The prodigal and the unreligious
In response to the religious leaders' concern that Jesus was welcoming and associating with clearly unreligious people, Jesus told stories about God's attitude toward such wayward folk, as we find in Luke 15, from which this week's Gospel reading comes. God sees such people as lost and won't give up until God finds them and brings them home. They also apparently must want to be found and not be lost anymore. When this happens, God is very happy.
God will often let us go our own way and learn from our experience. Today's helicopter parents lack such love and trust. They want to stay in whatever control they think they have, constantly texting their kids and making comments about everything they do—control masked as love. God's love gives up control, even though God never ceases to watch and love and hope. God knows we have to grow up and discover a genuine, responsive love that's not based on guilt or dependency.
We start out life in a "give-me" state of being. We are not even aware that we are self-centered, all about ourselves, impatient to break whatever ties that bind and chafe. We are fortunate indeed if there are people outside our families who tell us that the world does not revolve around us and that other people are not there for us to use. We are blessed if we come to a nadir where no one gives us anything, where we have exhausted all our resources, where we have failed completely and (this is the miracle of divine grace) can admit our failure to ourselves.

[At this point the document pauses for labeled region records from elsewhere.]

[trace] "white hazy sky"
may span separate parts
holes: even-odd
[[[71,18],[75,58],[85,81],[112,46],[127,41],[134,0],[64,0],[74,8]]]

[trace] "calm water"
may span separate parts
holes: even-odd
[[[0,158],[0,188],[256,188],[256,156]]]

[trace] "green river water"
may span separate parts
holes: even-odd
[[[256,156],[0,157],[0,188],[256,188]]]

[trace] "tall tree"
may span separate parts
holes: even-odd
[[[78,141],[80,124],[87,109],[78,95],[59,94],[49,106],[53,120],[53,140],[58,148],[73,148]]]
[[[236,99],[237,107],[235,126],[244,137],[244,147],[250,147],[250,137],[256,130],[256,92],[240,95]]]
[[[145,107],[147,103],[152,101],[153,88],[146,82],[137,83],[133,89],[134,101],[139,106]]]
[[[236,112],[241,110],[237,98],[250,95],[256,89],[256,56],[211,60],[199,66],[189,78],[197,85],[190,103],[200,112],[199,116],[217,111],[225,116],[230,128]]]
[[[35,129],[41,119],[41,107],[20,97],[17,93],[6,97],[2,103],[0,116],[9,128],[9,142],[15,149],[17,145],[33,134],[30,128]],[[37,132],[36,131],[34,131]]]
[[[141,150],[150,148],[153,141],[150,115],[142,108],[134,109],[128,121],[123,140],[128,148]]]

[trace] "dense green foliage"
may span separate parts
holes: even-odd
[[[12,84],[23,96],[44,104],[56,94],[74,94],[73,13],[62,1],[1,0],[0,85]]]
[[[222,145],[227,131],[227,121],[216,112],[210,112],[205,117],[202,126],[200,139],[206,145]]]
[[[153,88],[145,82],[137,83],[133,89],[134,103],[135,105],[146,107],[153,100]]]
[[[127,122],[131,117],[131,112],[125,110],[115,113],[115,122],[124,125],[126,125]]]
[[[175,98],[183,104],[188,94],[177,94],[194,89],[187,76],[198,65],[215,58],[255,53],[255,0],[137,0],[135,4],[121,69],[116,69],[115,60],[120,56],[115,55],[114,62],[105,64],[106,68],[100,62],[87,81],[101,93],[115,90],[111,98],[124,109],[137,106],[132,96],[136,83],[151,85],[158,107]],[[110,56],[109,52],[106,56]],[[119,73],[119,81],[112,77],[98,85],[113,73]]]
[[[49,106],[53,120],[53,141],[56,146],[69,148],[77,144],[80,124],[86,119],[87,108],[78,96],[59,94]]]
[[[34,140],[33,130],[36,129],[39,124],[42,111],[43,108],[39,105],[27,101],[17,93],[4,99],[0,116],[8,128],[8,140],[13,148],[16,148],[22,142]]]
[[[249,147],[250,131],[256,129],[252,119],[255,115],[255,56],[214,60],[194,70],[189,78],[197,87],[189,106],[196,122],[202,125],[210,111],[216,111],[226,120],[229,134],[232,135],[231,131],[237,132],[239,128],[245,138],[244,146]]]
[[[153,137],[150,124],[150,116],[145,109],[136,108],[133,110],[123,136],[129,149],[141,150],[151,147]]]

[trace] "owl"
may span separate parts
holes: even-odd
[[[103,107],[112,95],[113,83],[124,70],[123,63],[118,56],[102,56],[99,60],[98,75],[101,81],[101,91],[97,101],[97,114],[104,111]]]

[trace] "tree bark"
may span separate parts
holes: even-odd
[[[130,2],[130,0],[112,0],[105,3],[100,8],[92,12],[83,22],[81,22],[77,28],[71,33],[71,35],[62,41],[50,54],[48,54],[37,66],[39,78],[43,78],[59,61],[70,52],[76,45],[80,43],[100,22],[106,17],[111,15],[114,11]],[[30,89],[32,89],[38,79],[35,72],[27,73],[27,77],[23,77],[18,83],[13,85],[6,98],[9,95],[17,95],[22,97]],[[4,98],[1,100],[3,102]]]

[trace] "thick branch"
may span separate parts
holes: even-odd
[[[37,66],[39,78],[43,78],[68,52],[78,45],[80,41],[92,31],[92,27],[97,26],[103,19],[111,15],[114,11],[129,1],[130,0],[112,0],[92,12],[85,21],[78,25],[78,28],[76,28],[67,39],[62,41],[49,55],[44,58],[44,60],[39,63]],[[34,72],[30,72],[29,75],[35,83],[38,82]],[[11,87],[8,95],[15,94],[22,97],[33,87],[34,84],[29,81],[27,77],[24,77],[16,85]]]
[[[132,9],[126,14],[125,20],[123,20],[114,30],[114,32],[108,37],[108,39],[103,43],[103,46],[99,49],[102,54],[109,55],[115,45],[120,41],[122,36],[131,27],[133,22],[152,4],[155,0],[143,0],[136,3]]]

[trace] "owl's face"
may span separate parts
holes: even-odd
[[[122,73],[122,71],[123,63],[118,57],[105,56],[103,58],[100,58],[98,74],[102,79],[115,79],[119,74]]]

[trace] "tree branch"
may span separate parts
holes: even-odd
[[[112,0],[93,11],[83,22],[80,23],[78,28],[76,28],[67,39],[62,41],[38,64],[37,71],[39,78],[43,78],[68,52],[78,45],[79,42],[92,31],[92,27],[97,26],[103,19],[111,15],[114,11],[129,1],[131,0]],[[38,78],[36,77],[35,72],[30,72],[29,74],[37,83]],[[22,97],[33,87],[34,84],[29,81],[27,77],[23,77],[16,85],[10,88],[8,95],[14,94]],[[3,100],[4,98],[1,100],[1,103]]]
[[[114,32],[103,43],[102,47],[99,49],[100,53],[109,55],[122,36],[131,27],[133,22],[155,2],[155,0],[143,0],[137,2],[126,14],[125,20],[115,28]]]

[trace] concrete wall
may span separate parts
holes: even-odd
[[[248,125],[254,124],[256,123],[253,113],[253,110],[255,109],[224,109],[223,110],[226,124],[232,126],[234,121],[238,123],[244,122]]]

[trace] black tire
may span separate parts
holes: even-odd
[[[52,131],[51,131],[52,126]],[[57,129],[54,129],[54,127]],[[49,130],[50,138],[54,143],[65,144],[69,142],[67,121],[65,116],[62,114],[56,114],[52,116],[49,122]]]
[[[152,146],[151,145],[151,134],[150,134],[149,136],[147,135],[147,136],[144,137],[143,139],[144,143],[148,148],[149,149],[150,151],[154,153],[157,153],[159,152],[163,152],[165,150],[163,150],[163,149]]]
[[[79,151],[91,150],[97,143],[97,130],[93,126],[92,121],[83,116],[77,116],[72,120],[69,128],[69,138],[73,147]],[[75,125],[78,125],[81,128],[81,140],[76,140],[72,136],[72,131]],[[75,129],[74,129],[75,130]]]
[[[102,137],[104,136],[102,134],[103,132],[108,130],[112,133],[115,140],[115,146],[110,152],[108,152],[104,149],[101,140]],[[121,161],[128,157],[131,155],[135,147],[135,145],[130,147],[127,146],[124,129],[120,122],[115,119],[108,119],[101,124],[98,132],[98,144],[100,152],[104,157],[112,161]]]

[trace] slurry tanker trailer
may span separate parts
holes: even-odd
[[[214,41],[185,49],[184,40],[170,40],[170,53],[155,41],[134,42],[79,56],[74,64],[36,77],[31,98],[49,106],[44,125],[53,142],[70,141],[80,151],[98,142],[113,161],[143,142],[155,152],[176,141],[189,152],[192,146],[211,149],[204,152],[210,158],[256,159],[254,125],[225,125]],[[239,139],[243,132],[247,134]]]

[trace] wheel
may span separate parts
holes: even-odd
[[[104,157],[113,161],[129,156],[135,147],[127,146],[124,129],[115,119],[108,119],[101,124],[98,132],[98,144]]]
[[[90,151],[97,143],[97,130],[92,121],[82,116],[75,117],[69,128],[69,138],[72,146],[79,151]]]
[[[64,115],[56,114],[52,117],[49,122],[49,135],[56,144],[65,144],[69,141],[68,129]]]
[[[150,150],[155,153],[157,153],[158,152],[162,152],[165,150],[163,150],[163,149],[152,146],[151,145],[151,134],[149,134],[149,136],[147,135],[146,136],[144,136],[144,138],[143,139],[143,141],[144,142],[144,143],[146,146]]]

The lost and very unreligious son "came to himself"—his three-o'clock-in-the-morning self, as one of my friends calls it. He could see himself and his life clearly ("O wad some Power the gift tae gie us, to see oursels as ithers see us!"—Robert Burns). With clear self-knowledge, he knew what to do. No deus ex machina, no helicopter parent arriving to intervene and pick him up, to find him or give him bus fare. Rather, he began the sometimes long, personal and painful journey home to the one whose child he was. He knew his real identity, however unworthy of it though he felt himself to be.
Instead of the contract that he had in mind, the unreligious son found a father of steadfast covenant love, a parent not interested in relative worthiness, guilt, retribution or ceremony (except the ceremony of celebration)—the trappings of religion—but in new life, new beginnings and joy.
This is how God feels about today's unreligious people, even antireligious people. God never stops believing in them and hopes they one day will come to their best and truest self, even though some elder siblings and religion-invested preachers may make it almost impossible to see the loving eyes of God.